Trump’s team “wouldn’t do that if they didn’t think that I had a chance,” added DeSantis, who argued that he had a better chance of winning independent voters.

At the same time, DeSantis suggested on ‘The Clay Travis and Buck Sexton Show’ that, if elected, he might consider pardoning Trump if he faced federal charges — along with many other people, including defendants charged in connection with the Jan. 6, 2021, storming of the Capitol.

“On Day 1, I will have folks that will get together and look at all these cases, who people are victims of weaponization or political targeting, and we will be aggressive in issuing pardons,” he said, responding to a question about Jan. 6 pardons but also citing other cases that he claimed represented “weaponization” of federal law enforcement.

“Some of these cases, some people may have a technical violation of the law, but if there are three other people who did the same thing but just in a context like BLM and they don’t get prosecuted at all, that is uneven application of justice,” he added, referring to the Black Lives Matter movement. “And so we’re going to find ways where that did not happen and then we will use the pardon power.”

Asked directly whether his review might include Trump himself, DeSantis said, “I would say any example of disfavoured treatment based on politics or weaponization would be included in that review, no matter how small or how big.”

The governor had avoided mentioning Trump during his rollout Wednesday (24), a delayed livestream Twitter Spaces event with Musk, the platform’s owner that was plagued by technical glitches, causing dead air and an intermittently hot mic.

One of the people listening to the Twitter announcement was Trump himself — at least for a while.

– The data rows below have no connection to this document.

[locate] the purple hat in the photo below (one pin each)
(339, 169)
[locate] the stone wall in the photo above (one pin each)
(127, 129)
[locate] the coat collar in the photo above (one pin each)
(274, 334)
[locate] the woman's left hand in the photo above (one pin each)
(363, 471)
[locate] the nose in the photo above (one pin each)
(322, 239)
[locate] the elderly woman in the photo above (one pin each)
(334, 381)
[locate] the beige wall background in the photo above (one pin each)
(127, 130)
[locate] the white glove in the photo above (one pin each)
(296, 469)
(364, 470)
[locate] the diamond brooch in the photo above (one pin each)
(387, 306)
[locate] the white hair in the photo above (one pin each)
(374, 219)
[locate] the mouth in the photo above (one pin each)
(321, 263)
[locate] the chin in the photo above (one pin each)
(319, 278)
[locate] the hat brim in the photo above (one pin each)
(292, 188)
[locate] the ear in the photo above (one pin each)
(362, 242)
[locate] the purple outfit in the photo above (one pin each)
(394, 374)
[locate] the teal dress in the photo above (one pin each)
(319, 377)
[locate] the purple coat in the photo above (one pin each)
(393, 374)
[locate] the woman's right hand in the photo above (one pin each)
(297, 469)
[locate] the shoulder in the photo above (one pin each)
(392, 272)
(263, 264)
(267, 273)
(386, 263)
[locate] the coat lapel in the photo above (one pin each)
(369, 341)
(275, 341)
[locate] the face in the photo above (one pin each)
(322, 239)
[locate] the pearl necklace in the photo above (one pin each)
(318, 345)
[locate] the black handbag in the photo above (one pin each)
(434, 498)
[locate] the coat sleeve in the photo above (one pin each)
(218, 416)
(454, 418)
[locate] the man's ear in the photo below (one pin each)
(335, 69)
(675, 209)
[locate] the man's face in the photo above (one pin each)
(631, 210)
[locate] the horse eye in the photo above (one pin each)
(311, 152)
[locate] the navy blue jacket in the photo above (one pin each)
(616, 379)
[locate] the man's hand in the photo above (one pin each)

“I tried for the first half-hour,” Trump said in an interview as he moved toward the seventh tee on his golf course outside Washington. “After that, everybody just turned it off.”

Trump crowed about the rollout, calling it a “disaster” and saying, “I don’t know if it’s recoverable”.

“He’s very disloyal, but he’s got no personality,” Trump said of DeSantis. “And if you don’t have personality, politics is a very hard business.”

Next up for DeSantis is a return to more traditional campaigning, with planned stops in Iowa, New Hampshire and South Carolina, the first three nominating states, from May 30 to June 2. The campaign bills this four-day swing through 12 cities and towns as the first leg of his “Great American Comeback Tour.”

DeSantis will start with his first in-person event of the campaign in Des Moines on Tuesday (30). He will remain in Iowa on Wednesday before travelling to New Hampshire on Thursday and to South Carolina on Friday (26).

“Our campaign is committed to putting in the time to win these early nominating states,” Generra Peck, DeSantis’ campaign manager, said in a statement.

Campaigning in a presidential primary, especially early on, is usually a grip-and-grin affair.

How DeSantis interacts with people on the trip will be closely watched. He has had some awkward moments while meeting voters on the trail, leading to mockery from Trump and other detractors.

DeSantis is expected to need a victory in Iowa and at least a close second-place finish in New Hampshire to show that he can effectively challenge the former president, especially as other candidates, potentially sensing a political opening for a bid, jump into the race.